This invention pertains to caliper type disc brakes for wheeled vehicles, more particularly brakes of a size and style as used on heavier passenger cars, as well as trucks and other commercial vehicles of all weight categories, where the added cost of rotor ventilation is justified for cooling purposes.
Typically disc brake rotors for these applications have been made from iron castings which, through the use of foundry cores, have a plurality of usually tapered, radial air passages between the friction surfaces which act as a centrifugal fan when the rotor turns drawing air from around the axle on the side opposite the wheel and discharging this air in a radial direction from around the circumference of the rotor.
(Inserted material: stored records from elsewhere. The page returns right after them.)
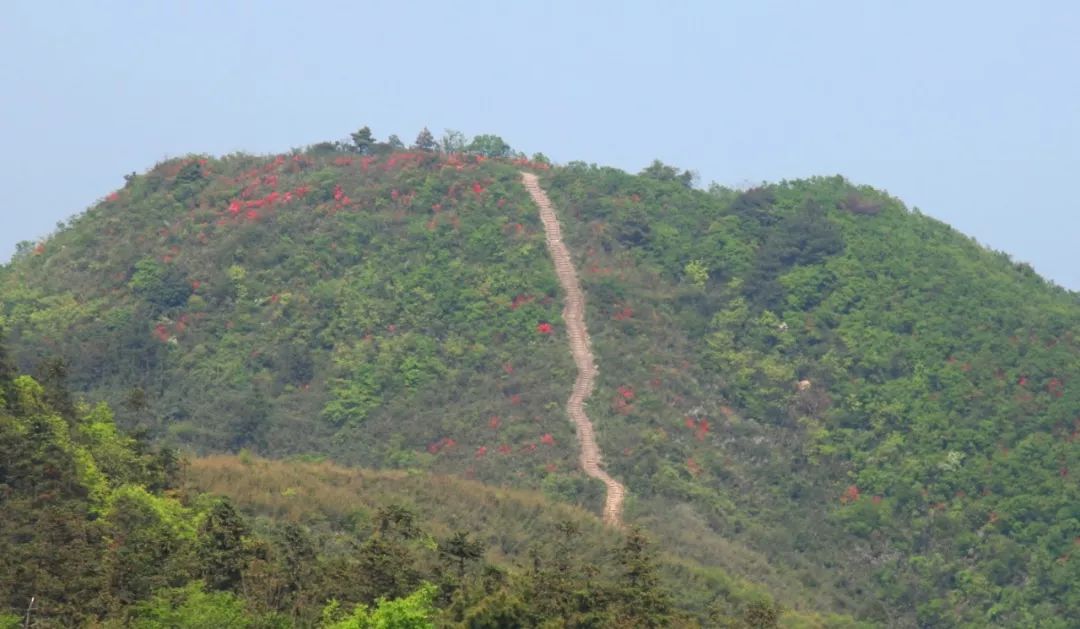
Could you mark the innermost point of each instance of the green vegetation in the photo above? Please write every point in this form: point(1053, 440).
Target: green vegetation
point(804, 385)
point(86, 539)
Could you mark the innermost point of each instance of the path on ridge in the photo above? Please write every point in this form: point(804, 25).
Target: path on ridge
point(574, 313)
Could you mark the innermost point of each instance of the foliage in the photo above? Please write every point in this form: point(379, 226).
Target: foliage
point(805, 383)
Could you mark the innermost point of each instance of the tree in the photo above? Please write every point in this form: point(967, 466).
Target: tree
point(491, 146)
point(461, 549)
point(162, 286)
point(190, 607)
point(221, 552)
point(416, 611)
point(424, 141)
point(362, 141)
point(662, 172)
point(453, 141)
point(640, 597)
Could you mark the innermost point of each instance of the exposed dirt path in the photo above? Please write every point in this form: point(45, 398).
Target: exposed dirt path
point(574, 313)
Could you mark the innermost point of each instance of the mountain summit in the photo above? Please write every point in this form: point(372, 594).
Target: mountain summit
point(804, 382)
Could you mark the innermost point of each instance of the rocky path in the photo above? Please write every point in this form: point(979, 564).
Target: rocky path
point(574, 313)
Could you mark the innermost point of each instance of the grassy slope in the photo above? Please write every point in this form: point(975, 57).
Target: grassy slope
point(335, 499)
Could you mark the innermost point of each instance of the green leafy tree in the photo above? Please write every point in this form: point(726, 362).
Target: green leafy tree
point(424, 141)
point(491, 146)
point(190, 607)
point(221, 547)
point(453, 142)
point(362, 141)
point(416, 611)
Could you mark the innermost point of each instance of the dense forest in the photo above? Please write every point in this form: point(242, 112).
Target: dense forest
point(804, 386)
point(102, 529)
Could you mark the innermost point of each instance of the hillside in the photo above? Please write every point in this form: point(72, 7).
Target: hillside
point(100, 530)
point(879, 412)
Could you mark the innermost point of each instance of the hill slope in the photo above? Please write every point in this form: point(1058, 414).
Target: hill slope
point(881, 407)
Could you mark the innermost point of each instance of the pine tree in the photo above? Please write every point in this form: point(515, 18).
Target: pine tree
point(221, 552)
point(424, 141)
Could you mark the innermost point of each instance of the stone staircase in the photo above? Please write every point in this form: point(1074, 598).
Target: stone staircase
point(574, 315)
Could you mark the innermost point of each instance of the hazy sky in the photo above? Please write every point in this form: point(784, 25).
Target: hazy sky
point(969, 110)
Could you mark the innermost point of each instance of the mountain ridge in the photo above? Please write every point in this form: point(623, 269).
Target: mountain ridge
point(806, 367)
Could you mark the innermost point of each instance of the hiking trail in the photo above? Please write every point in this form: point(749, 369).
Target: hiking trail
point(574, 313)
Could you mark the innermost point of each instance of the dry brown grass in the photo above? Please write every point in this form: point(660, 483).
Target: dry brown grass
point(325, 494)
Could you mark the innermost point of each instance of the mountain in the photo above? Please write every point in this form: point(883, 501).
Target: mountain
point(804, 383)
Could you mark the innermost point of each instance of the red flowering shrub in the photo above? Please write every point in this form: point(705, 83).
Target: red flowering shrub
point(850, 495)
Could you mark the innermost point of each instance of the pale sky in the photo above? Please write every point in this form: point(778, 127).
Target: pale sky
point(969, 110)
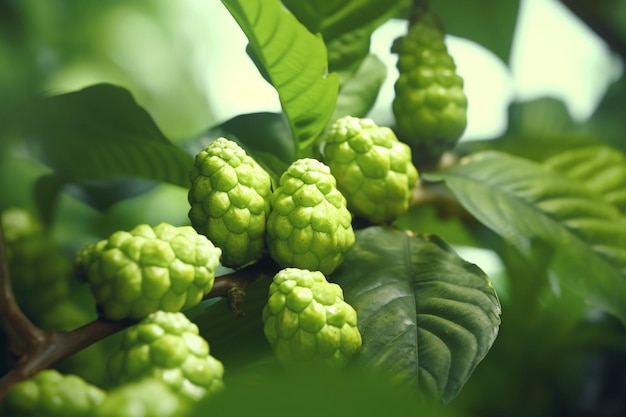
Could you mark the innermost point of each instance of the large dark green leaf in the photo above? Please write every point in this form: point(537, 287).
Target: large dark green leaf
point(295, 62)
point(601, 168)
point(345, 25)
point(527, 203)
point(426, 316)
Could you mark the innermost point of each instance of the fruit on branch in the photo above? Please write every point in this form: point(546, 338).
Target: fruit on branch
point(40, 271)
point(307, 321)
point(134, 273)
point(51, 394)
point(430, 106)
point(148, 397)
point(372, 167)
point(309, 225)
point(167, 346)
point(229, 198)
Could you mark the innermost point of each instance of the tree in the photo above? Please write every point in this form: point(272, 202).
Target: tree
point(547, 197)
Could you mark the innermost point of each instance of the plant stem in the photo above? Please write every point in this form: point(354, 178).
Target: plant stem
point(37, 350)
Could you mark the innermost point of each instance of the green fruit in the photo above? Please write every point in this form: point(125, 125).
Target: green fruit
point(40, 271)
point(147, 397)
point(307, 321)
point(309, 226)
point(168, 347)
point(430, 106)
point(372, 167)
point(132, 274)
point(52, 394)
point(229, 199)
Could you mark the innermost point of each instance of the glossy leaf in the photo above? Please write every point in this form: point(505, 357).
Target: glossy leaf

Additionally, some high performance solid disc brake rotors such as used on motorcycles and light four wheel vehicles achieve a reduction in the build-up of wear debris on the caliper friction pads with holes in the rotor surfaces or in some cases just dimples in the friction surfacesxe2x80x94neither of which actually pump cooling air.
The invention is directed to a ventilated brake rotor, including a hub mounting face, a rotor ring having two faces, and a hub wall connecting the hub mounting face to the rotor ring. The rotor ring has alternately faced passages disposed at an angle less than 90 degrees to the face of the rotor ring. Each passage passes through both the first and second face of the rotor ring.
Preferably, the passage outlet openings are radially farther from the rotor axis than the inlet openings, hence these passages will act like a fan due to centrifugal force to move air through the rotor mass for cooling when the ventilated brake rotor is rotated. A variation of the instant design would be one where the passages alternate directions such that half the inlets and half the outlets occur on each rotor surface.
Purposes and advantages of the novel design disclosed herein, in no particular order, are as follows:
1. Greater heat transfer from the rotor to the atmosphere due to the greater cooling air flow that will result from the larger less restrictive passages.
2. More uniform rotor cooling since both friction surfaces are benefited equally as a result of half the cooling air being drawn from the traditionally dead space between the rotor and the wheel. While with prior art rotors, the friction surface facing the wheel will run hotter than the friction surface facing away from the wheel, since the surface away for the wheel is exposed to the slip stream in the open atmosphere.
3. Less heat transfer to the tires from the brake rotor due to more uniform rotor cooling, again for the same reason as in 2.
4. Better cooling of the caliper friction pads as a result of their being swept and fanned as the openings pass them by.
5. Less heat transfer to the caliper friction pads from the brake rotor due to better rotor cooling, again for the same reason as in 2.
6. Improved braking due to the reduction in the build-up of wear debris on the caliper friction pads resulting from the passages sweeping and fanning the caliper friction pads per 4 above.
7. Reduced manufacturing cost due to the simplified foundry coring and core removal.